En Santo Tomé de Guayana, tuvimos la alegría de sintonizar una radioemisora cultural de Caracas, o por lo menos en cadena con Caracas. Esperábamos que, de entonces en más, siempre podríamos escuchar algo inteligente sin recurrir a las ondas cortas, pero aquí, en Maturín, nada.
Comprado nafta. Mismo jueguito de mezcla instantánea de octanajes, pero, ahora, no tenemos realmente nada que envidiarles a los niños modernos con sus juguetes electrónicos. En estos surtidores, nada ya del antiguado marcador manual; con sólo apretar unos botones mágicos, y ya está: se prende una luz colorada y fluye la mezcla deseada.
Al norte de Maturín y en dirección al mar Caribe, he aquí, frente a nosotros, lo inesperado: sierras, sierras de verdad. Pero ¿por qué extrañarnos? Nuestra próxima meta es una cueva, la cueva del Guácharo, y ¿quién jamás ha visto una cueva en terreno llano?
Sí, penetramos entre las montañas; son montañas muy de verdad, muy arrugadas, muy escarpadas, uniformemente verdes de pie a cima.

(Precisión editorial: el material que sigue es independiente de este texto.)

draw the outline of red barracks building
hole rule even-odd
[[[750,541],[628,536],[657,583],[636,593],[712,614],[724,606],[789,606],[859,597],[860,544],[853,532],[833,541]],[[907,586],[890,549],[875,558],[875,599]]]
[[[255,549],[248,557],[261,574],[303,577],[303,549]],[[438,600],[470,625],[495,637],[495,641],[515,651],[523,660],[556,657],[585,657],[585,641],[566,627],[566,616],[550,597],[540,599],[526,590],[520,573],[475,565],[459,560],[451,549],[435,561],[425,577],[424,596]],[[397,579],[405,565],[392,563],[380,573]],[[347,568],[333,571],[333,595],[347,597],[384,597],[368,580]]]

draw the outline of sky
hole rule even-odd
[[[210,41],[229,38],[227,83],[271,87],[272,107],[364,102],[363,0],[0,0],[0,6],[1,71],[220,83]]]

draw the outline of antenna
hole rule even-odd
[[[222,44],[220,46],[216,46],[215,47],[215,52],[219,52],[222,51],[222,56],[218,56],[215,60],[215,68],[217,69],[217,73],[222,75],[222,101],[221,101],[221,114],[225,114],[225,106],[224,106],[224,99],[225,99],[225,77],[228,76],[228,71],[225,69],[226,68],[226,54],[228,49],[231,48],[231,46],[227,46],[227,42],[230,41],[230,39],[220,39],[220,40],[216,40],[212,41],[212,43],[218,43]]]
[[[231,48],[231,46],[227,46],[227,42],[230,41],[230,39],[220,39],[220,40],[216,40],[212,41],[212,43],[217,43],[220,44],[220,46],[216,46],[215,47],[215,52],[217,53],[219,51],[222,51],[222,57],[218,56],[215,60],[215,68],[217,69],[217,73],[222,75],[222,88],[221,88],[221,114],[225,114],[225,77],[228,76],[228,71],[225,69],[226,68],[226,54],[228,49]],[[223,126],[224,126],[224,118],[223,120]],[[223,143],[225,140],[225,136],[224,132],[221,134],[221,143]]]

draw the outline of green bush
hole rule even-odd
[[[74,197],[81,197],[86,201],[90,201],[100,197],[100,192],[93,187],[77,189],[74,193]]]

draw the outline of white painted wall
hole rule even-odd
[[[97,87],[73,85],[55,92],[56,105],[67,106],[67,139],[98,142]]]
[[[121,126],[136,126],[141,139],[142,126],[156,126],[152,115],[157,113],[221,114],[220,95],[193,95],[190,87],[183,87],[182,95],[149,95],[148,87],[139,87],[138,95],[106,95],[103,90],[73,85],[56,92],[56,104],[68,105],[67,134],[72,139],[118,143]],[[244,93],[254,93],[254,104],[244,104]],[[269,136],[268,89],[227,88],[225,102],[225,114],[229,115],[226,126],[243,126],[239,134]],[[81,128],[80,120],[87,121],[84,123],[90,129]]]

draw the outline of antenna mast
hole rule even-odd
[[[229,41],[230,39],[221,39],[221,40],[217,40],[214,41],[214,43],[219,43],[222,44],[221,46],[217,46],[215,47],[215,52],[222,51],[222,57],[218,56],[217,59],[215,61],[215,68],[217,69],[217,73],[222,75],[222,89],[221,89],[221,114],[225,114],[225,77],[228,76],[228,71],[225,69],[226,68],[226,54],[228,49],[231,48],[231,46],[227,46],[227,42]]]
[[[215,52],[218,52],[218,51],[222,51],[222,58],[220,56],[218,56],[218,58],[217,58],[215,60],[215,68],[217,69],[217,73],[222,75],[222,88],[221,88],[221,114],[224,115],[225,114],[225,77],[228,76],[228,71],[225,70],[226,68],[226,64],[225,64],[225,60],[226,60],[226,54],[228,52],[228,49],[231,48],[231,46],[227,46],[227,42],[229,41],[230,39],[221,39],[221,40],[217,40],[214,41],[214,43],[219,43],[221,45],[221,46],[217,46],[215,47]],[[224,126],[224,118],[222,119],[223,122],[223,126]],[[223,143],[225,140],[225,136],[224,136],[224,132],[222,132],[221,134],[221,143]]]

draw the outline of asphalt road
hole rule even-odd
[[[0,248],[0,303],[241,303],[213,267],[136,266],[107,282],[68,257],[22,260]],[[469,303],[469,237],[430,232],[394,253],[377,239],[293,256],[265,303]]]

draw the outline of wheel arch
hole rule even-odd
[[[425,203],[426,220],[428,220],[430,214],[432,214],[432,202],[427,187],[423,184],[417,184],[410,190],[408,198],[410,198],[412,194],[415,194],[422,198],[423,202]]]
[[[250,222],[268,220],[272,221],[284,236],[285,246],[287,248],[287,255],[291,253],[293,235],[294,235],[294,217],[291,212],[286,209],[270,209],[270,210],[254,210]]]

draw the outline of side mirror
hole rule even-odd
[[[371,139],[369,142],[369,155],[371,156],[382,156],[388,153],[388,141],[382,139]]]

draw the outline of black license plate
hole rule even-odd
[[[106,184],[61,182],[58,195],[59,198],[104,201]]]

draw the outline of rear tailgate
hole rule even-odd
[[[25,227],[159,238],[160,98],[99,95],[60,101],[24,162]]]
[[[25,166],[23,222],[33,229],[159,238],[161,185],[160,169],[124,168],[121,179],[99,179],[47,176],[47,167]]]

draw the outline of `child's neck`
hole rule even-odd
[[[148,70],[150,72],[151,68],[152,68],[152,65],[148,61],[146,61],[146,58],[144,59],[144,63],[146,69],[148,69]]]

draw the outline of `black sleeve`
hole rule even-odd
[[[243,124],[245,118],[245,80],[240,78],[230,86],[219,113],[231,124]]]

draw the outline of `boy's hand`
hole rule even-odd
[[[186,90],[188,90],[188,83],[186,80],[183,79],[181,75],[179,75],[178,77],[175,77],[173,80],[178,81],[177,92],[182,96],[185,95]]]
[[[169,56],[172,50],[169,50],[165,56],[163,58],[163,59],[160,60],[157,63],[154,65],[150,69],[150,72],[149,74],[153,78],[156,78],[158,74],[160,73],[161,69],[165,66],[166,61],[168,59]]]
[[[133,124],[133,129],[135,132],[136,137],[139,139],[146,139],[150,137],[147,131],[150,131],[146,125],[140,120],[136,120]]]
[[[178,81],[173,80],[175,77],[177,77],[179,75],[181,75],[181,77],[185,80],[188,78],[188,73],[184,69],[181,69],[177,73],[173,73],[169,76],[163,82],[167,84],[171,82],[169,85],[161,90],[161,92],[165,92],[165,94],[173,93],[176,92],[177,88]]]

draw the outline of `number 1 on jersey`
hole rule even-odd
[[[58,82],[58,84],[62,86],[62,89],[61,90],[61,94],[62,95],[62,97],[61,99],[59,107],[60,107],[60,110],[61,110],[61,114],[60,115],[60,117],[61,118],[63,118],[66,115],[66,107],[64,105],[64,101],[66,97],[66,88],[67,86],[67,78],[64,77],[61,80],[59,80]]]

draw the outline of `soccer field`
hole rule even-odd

Incluso, ahora, con un gran lago delineando las formas caprichosas de los valles. Hemos visto mucho de estos panoramas en el pasado, pero ahora, después del Brasil y de la parte atlántica de la Argentina, nos parece pura magia.
La ruta se está poniendo cada vez más retorcida, vertical- y horizontalmente; reapareció el pluviobosque.